Error d=1: 22143941.107618 Error d=2: 19768846.989176 Error d=3: 19766452.361027 Error d=10: 18949339.348539 Error d=100: 16915159.603877
Training and testing
If only we had some data from the future that we could use to measure our models against, we should be able to judge our model choice only on the resulting approximation error.
Although we cannot look into the future, we can and should simulate a similar effect by holding out a part of our data. Let us remove, for instance, a certain percentage of the data and train on the remaining one. Then we use the hold-out data to calculate the error. As the model has been trained not knowing the hold-out data, we should get a more realistic picture of how the model will behave in the future.
The test errors for the models trained only on the time after the inflection point now show a completely different picture.
Error d=1: 7,917,335.831122 Error d=2: 6,993,880.348870 Error d=3: 7,137,471.177363 Error d=10: 8,805,551.189738 Error d=100: 10,877,646.621984
The result can be seen in the following chart:
It seems we finally have a clear winner. The model with degree 2 has the lowest test error, which is the error when measured using data that the model did not see during training. And this is what lets us trust that we won't get bad surprises when future data arrives.
Answering our initial question
Finally, we have arrived at a model that we think represents the underlying process best; it is now a simple task of finding out when our infrastructure will reach 100,000 requests per hour. We have to calculate when our model function reaches the value 100,000.
Having a polynomial of degree 2, we could simply compute the inverse of the function and calculate its value at 100,000. Of course, we would like to have an approach that is applicable to any model function easily.
This can be done by subtracting 100,000 from the polynomial, which results in another polynomial, and finding the root of it. SciPy's optimize
module has the fsolve
function to achieve this when providing an initial starting position. Let fbt2
be the winning polynomial of degree 2:
>>> print(fbt2) 2 0.08844 x - 97.31 x + 2.853e+04 >>> print(fbt2-100000) 2 0.08844 x - 97.31 x - 7.147e+04 >>> from scipy.optimize import fsolve >>> reached_max = fsolve(fbt2-100000, 800)/(7*24) >>> print("100,000 hits/hour expected at week %f" % reached_max[0]) 100,000 hits/hour expected at week 9.827613
Our model tells us that given the current user behavior and traction of our startup, it will take another month until we have reached our threshold capacity.
Of course, there is a certain uncertainty involved with our prediction.
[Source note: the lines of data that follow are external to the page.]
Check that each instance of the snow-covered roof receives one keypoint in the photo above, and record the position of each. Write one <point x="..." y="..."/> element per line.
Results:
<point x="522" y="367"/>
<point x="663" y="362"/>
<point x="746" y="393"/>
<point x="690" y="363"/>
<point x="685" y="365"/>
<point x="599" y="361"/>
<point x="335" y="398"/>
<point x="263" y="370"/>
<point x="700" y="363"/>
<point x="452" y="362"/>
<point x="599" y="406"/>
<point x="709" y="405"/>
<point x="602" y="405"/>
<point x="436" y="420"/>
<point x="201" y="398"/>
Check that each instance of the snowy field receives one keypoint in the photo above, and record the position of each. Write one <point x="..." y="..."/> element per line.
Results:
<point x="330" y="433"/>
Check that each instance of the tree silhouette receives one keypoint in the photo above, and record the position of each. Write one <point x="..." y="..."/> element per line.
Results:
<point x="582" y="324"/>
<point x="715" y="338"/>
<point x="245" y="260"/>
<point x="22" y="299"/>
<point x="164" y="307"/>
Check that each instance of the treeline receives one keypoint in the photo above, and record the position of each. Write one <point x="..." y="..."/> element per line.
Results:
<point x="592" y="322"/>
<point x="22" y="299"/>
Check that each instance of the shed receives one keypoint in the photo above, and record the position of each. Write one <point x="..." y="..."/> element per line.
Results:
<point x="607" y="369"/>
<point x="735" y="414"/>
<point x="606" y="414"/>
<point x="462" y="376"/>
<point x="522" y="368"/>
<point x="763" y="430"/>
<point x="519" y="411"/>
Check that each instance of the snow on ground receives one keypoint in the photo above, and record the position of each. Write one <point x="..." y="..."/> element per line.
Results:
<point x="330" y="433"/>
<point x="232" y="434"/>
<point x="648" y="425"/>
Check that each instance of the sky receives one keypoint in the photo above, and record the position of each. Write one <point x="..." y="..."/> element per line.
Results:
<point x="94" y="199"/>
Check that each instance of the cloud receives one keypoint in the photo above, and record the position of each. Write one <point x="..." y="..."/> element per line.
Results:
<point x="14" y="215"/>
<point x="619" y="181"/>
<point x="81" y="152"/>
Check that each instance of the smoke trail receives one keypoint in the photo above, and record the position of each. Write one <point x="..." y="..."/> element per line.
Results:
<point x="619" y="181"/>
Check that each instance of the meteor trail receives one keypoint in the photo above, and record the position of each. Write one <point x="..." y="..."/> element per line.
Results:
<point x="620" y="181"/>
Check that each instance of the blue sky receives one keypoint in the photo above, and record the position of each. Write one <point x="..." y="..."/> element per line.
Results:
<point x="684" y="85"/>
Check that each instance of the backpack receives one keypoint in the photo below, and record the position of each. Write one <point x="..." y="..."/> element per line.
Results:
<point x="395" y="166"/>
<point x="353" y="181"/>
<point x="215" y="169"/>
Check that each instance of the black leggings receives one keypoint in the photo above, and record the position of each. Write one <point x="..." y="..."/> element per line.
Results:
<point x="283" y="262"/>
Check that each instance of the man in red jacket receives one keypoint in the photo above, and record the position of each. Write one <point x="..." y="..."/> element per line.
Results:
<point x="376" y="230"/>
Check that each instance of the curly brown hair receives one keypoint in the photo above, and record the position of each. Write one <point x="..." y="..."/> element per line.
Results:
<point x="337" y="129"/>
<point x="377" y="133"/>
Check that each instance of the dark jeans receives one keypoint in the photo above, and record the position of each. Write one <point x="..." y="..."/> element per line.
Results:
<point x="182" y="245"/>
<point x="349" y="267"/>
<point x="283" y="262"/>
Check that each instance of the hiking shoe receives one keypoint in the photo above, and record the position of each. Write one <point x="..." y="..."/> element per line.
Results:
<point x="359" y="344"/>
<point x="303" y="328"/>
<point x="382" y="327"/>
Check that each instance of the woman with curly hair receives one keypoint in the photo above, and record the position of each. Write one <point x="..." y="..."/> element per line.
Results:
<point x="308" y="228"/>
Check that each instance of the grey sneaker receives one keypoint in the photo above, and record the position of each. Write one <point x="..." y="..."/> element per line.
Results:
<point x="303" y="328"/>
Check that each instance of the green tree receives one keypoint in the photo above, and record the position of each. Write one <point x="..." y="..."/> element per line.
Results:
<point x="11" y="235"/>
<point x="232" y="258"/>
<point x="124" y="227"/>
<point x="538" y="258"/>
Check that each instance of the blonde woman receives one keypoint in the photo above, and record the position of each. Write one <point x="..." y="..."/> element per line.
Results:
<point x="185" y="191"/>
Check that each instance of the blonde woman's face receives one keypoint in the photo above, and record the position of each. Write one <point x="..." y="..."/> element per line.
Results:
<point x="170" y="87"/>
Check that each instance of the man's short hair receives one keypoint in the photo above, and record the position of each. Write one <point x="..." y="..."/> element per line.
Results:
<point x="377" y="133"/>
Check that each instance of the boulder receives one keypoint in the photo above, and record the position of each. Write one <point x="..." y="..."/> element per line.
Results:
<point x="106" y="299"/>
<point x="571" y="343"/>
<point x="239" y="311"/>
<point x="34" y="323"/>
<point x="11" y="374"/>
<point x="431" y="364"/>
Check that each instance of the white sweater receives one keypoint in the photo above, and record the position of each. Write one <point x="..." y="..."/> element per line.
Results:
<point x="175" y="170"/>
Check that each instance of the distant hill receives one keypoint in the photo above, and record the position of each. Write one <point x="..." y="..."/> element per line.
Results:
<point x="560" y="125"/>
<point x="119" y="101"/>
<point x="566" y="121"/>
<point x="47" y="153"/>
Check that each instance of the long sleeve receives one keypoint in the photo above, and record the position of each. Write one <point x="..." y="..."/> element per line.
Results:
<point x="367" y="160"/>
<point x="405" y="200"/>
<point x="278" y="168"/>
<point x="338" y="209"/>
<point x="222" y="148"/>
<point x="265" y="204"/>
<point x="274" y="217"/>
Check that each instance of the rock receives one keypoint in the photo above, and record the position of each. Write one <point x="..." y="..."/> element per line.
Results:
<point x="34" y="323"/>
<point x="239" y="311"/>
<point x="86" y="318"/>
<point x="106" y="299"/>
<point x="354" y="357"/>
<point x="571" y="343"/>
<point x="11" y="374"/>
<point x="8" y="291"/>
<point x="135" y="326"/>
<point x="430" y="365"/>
To get the real picture, you can draw in more sophisticated statistics to find out about the variance that we have to expect when looking farther and further into the future.
And then there are the user and underlying user behavior dynamics that we cannot model accurately. However, at this point we are fine with the current predictions. After all, we can prepare all the time-consuming actions now. If we then monitor our web traffic closely, we will see in time when we have to allocate new resources.